In an age and state where the word “patriotism” has been misinterpreted, manipulated, maligned, and mangled beyond recognition, it is often difficult to discern not only what it means to be patriotic, but what it means to be an American. In my experience, it is only on a rare day that it becomes unnecessary to differentiate between vying definitions – nationalistic pride, support of entrenched policies, endorsement of governmental shift, facebook-friendship of standing politicians, etc. – before I can state without equivocation that I am proud to be an American.
Today is one of those days.
Early this morning, Tom Strickland, the assistant secretary for fish, wildlife and parks at the US Department of the Interior, finally stood up against those who would doom the beleaguered Northern bluefin tuna to death by sushi knife. Citing the management failures of the International Commission for the Conservation of Atlantic Tunas (ICCAT) and underscoring the unquestionable peril in which this noble fish finds itself, Strickland announced that the Obama administration will indeed be supporting Monaco’s proposal to list the Northern bluefin tuna under CITES Appendix 1.
This is a game-changer. The world’s largest economy has finally weighed in on one of the most pressing issues facing the ocean conservation movement – the simple fact that commercially exploited fish have thus far been utterly ignored by the institutionalized international processes designed to offer respite to endangered species. The Northern bluefin tuna, decimated by the rapacity of the global sushi industry and of bluefin traders like the Mitsubishi corporation, has hitherto been largely ignored by the world’s protectionary bodies in favor of ICCAT, a malfunctioning, incoherent (mis)management system that has brought the bluefin to the brink of the abyss… but perhaps this is finally at an end.
The United States government’s role in this ecological chess match is unique.
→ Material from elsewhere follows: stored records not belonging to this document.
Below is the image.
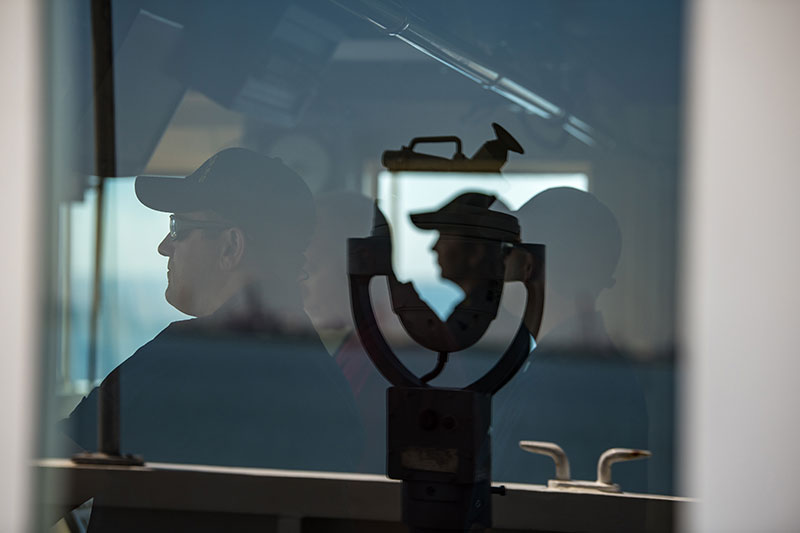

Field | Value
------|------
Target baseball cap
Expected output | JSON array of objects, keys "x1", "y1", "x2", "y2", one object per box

[
  {"x1": 411, "y1": 192, "x2": 520, "y2": 243},
  {"x1": 135, "y1": 148, "x2": 314, "y2": 244}
]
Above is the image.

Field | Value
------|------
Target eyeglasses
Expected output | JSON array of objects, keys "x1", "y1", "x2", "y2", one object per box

[{"x1": 169, "y1": 215, "x2": 230, "y2": 241}]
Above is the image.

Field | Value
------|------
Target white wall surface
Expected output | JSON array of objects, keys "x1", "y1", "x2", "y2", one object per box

[
  {"x1": 0, "y1": 0, "x2": 42, "y2": 533},
  {"x1": 682, "y1": 0, "x2": 800, "y2": 533}
]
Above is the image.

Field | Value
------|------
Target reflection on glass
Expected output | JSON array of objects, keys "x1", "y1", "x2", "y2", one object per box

[{"x1": 42, "y1": 0, "x2": 683, "y2": 530}]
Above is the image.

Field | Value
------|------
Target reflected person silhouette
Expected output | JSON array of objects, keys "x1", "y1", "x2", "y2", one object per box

[
  {"x1": 63, "y1": 148, "x2": 361, "y2": 531},
  {"x1": 493, "y1": 187, "x2": 648, "y2": 491}
]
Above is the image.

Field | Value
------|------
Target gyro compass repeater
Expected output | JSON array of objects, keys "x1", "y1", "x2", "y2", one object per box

[{"x1": 348, "y1": 121, "x2": 544, "y2": 532}]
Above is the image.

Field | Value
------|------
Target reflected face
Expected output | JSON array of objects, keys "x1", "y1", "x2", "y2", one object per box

[
  {"x1": 433, "y1": 235, "x2": 472, "y2": 283},
  {"x1": 158, "y1": 212, "x2": 223, "y2": 316}
]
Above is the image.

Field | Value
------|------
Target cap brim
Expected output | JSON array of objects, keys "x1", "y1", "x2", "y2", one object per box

[
  {"x1": 410, "y1": 211, "x2": 442, "y2": 229},
  {"x1": 135, "y1": 176, "x2": 206, "y2": 213}
]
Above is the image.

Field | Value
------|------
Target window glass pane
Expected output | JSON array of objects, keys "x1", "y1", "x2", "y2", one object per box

[{"x1": 43, "y1": 0, "x2": 682, "y2": 528}]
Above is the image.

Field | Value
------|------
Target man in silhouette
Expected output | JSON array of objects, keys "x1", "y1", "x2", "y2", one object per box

[
  {"x1": 64, "y1": 148, "x2": 362, "y2": 472},
  {"x1": 492, "y1": 187, "x2": 648, "y2": 491}
]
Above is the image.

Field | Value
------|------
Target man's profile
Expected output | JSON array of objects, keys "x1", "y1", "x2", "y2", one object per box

[{"x1": 63, "y1": 148, "x2": 361, "y2": 471}]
Even though US economy does not have a significant share of the world’s bluefin production, it does constitute a sizable share of overall consumption. Certainly it is not on a scale to match Japan (the world’s foremost consumer of bluefin, devouring approximately 80% of all bluefin tuna yanked from our ailing oceans) but the US sushi industry has exploded in recent years, bringing with it a skyrocketing demand for bluefin tuna. Many of the world’s most well-known sushi icons are based in the United States, and there is no shortage of American consumers willing to shell out fat stacks of greenbacks for the ephemeral bliss of a two-bite communion with Our Lady of O-toro. As such, the US is more than just a global economic engine in this scenario. The conviction of the Obama administration to stand behind Monaco’s proposal is a food policy statement – an admission that as we as a global community grow, we need to begin to make difficult choices, and that desire and wealth can no longer stand alone as the market mechanisms that drive our luxury food supply. We must begin to temper them with an awareness of the impacts our choices have on our environment.
Certainly this is not the end of the struggle. Whether or not the bluefin will receive the support and protection it requires will be decided by a conference of all CITES parties in Doha, Qatar, later this month – and it will likely be a bloody affair. Japan vehemently opposes the proposal and is expected to break out every weapon in its considerable arsenal in defense of its hard-line position. China, too, has announced its opposition to the listing. Support for the proposal within the European Union is tenuous at best and could still sour. Many other countries, such as Australia (which has a bluefin industry of its own, albeit a different stock and species), New Zealand, and Brazil remain on the fence. There is still a great deal of work to do.
So while the champagne moment is yet to come, I would suggest making some room in the fridge to chill a bottle or two. The support of the Obama administration was an absolute necessity if the bluefin is to survive the CITES gauntlet, and with it secured, there may just be some hope for the world’s most expensive fish – and, symbolically, for the oceans themselves – after all.